Los anticuerpos anti-HLA no son el único factor involucrado en la pérdida del injerto. Existen numerosos estudios que han demostrado que antígenos no HLA están involucrados, incluso cuando un paciente tiene una buena compatibilidad HLA y recibe terapia inmunosupresora. Varios estudios señalan que los anticuerpos anti-MICA, que se unen a moléculas MICA expresadas en la superficie del endotelio del injerto, pueden tener relevancia en el resultado del trasplante de riñón22, 23. El estrés que sigue a los trasplantes causa un estado inflamatorio general en el receptor.

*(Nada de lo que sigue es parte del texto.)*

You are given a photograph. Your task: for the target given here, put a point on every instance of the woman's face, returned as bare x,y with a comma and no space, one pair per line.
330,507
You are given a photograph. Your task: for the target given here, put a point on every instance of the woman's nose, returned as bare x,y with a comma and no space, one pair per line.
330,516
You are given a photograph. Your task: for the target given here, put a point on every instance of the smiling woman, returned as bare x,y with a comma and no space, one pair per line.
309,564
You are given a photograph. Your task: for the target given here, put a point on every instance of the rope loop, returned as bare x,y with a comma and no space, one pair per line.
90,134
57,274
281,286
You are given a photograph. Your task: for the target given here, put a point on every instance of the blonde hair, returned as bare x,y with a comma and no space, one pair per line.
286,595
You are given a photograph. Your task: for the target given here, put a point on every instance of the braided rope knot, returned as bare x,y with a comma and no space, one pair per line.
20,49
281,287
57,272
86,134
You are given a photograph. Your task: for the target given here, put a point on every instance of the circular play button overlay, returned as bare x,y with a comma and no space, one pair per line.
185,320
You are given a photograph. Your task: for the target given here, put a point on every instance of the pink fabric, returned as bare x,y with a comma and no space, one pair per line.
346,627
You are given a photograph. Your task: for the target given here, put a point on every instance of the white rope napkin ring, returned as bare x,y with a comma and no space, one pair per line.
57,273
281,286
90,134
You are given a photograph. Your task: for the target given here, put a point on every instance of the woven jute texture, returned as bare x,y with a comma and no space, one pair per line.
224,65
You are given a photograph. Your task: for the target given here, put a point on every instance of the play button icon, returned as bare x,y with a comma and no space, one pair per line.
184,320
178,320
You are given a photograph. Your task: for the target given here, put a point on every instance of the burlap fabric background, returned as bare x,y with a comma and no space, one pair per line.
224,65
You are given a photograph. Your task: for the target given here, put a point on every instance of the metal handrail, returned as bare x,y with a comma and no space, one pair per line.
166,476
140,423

Esto puede llevar a un aumento en la producción de MICA, activando una respuesta vía el receptor NKG2D. Pero se requieren más estudios para analizar el impacto clínico, ya que hay también algunos estudios donde la presencia de anticuerpos anti-MICA no parece afectar al resultado del trasplante renal24, 25
En general, la respuesta humoral a antígenos MICA se ha asociado con una menor supervivencia y un aumento del riesgo de rechazo agudo o crónico en trasplante tanto de riñón como de hígado. Aunque hay indicios claros de la asociación de anticuerpos anti-MICA con un peor pronóstico del trasplante, no existe todavía un consenso definitivo26.
Por otro lado, la mayoría de los estudios sobre la liberación de sMICA en suero se han realizado para entender su influencia en el crecimiento de tumores y en el rechazo de trasplantes, demostrando una relación inversa entre los niveles de sMICA y el rechazo agudo27. Los datos sugieren que los niveles de MICA circulantes pueden servir para evaluar los pacientes post-trasplante renal. Se necesitan, sin embargo, más estudios para determinar la aplicabilidad de sMICA como un biomarcador potencial de pronóstico en el trasplante de órgano sólido.
MICA y cáncer
Las células tumorales expresan MICA de manera frecuente28. Esto implica que son marcadores de estrés celular y su expresión en tejidos es una señal para la destrucción por células NK.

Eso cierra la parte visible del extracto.